Herr Staar. Kurz, Mädchen, er wird dein Mann, mein Neffe, mein Erbe, mein Gehülfe bei der Lesebibliothek; und damit Punktum.
Der Bürgermeister. Die Vorigen.
Bürgermeister. Sabine, hole mir die Perücke, ich muß aufs Rathaus.
Sabine. Gleich, lieber Vater. (Ab.)
Bürgermeister. Sein Diener, Herr Bruder. Ein saurer Tag! ich muß arbeiten wie ein Ackergaul.
Herr Staar. Was gibt es denn?
Bürgermeister. Liegt denn nicht alles auf mir? das Wohl der ganzen Stadt? – der Prozeß, den Meister Barsch mit dem Nachtwächter führt, wegen der zerbrochnen Laterne, wird heute entschieden.

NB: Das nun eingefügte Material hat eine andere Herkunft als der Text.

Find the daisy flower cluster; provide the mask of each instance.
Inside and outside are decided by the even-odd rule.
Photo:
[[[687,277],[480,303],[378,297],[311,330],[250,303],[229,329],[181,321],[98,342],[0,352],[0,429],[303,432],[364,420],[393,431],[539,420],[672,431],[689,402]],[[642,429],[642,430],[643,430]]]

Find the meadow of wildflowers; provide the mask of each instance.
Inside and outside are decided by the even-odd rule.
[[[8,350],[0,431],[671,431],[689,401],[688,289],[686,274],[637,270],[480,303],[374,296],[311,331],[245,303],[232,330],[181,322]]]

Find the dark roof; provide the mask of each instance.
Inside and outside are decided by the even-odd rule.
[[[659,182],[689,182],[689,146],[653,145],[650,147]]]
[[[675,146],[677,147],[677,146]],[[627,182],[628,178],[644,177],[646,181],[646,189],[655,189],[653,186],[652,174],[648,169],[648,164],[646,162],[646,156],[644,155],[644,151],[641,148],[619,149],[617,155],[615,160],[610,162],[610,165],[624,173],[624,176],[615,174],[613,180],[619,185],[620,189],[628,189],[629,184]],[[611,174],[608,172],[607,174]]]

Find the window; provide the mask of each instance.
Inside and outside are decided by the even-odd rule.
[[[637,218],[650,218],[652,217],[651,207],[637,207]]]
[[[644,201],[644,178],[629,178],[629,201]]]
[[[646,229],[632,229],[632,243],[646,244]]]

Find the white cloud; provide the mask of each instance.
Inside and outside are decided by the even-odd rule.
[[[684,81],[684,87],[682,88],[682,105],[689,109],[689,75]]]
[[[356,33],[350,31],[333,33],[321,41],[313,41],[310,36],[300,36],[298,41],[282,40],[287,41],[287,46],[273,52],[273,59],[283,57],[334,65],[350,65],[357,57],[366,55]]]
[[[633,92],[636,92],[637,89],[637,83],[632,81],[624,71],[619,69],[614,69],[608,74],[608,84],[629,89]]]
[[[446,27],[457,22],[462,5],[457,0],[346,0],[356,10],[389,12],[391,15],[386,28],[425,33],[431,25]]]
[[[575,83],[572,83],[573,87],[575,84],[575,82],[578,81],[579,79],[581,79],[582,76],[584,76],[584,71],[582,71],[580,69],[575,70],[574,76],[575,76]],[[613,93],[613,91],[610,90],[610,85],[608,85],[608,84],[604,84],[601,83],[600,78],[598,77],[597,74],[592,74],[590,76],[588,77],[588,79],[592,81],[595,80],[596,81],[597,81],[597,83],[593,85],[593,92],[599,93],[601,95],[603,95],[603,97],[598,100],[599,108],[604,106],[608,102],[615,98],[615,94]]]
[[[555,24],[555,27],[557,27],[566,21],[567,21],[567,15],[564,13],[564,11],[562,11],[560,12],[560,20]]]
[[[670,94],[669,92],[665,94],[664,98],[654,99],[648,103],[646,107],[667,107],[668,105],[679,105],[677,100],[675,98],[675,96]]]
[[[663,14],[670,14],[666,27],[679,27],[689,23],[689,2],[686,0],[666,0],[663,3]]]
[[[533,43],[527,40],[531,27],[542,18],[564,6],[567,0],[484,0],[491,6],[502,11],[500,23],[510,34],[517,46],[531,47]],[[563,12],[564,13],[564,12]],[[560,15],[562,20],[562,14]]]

Herr Staar. Wer hat gewonnen?
Bürgermeister. Der Nachtwächter muß die Laterne reparieren lassen, und Meister Barsch bezahlt die Gerichtskosten, 4 Taler 8 Groschen.
Frau Staar. Das ist billig.
Bürgermeister. Der Schuster Korb und der Schneider Lümmel werden heute auch vorgenommen, wegen der Prügelei im Bierhause.
Herr Staar. Was gibt's denn da?
Bürgermeister. Beide behalten ihre Prügel und zahlen Strafe.
Frau Staar. Von Rechts wegen.
Bürgermeister. Dann ist noch die wichtige Sache mit der ganzen Bürgerschaft.
Herr Staar. Wegen des Straßenfegens?
Bürgermeister. Ganz recht. Der Hochlöbliche Magistrat will nun einmal nicht die Straßen fegen. Es ist ein Onus der Bürgerschaft, sie hat sich von jeher mit dem Straßenkote befaßt, und der Hochlöbliche Magistrat wird sich dreinlegen so lange, bis die Widerspenstigen ihre Pflicht tun.
Frau Staar. Ein jeder fege vor seiner Tür, das ist ein altes Sprüchwort.
Bürgermeister. Nein Frau Mutter, ich bin Bürgermeister, auch Oberältester, und fege nicht vor meiner Tür. Sie mögen nur appellieren, der Kot bleibt liegen. Und sollte der Prozeß zwanzig Jahre dauern, der Kot rührt sich nicht von der Stelle.
Herr Staar. Auf Recht muß man halten.
Bürgermeister. Wohlgesprochen, Herr Bruder.
Frau Staar. Aber am Ende können wir nicht mehr vor die Haustür.
Bürgermeister. Tut nichts, wir bleiben daheim, dann mögen sie sehen, wie sie auf dem Rathause fertig werden. Standhaft bin ich wie die babylonische Mauer. Was wäre auch schon längst aus unsern Privilegien geworden, wenn ich nicht gewesen wäre? – wer hat es so weit gebracht, daß wir morgen das hohe Fest feiern können? ich! ich bin durchgedrungen, ich habe die Ehre der Stadt gerettet!